Kepemimpinan de Gaulle tidak hanya terbatas pada kata-kata inspiratif. Dia juga berperan aktif dalam mengorganisir kekuatan militer Prancis Bebas dan menjalin hubungan diplomatik dengan Sekutu. Visinya untuk masa depan Prancis tercermin dalam pandangannya tentang pentingnya kedaulatan nasional dan keadilan sosial. De Gaulle percaya bahwa Prancis harus memiliki peran penting dalam tatanan dunia pasca-perang dan bekerja tanpa lelah untuk memastikan bahwa negaranya tidak dilupakan dalam pengaturan pasca-perang.
Setelah perang berakhir, de Gaulle kembali ke Prancis dan diangkat sebagai kepala pemerintahan sementara. Dia memimpin upaya untuk membangun kembali negara yang hancur akibat perang dan mendirikan Republik Keempat. Namun, ketidakstabilan politik yang terus-menerus dan tantangan internal membuat de Gaulle akhirnya mengundurkan diri pada tahun 1946.

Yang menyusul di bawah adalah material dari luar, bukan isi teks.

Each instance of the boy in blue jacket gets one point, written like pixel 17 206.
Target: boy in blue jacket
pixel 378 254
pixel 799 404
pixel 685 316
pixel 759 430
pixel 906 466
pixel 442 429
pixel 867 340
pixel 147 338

Meskipun mengundurkan diri, de Gaulle tidak pernah benar-benar meninggalkan panggung politik. Pada tahun 1958, di tengah krisis politik yang dipicu oleh Perang Aljazair, de Gaulle dipanggil kembali untuk memimpin negara. Kali ini, dia mendirikan Republik Kelima dan menjadi presiden pertamanya. Kepemimpinannya yang tegas dan visinya yang jelas membantu menstabilkan negara dan membawa Prancis menuju era modernisasi dan kemakmuran.
Salah satu langkah paling berani yang diambil de Gaulle sebagai presiden adalah keputusan untuk mengakhiri perang di Aljazair. Dia mengakui bahwa mempertahankan Aljazair sebagai bagian dari Prancis bukan hanya tidak realistis tetapi juga tidak adil. Keputusan ini sangat kontroversial dan menghadapi banyak penentangan, tetapi de Gaulle tetap teguh pada pendiriannya dan berhasil mencapai kesepakatan yang mengakhiri perang pada tahun 1962.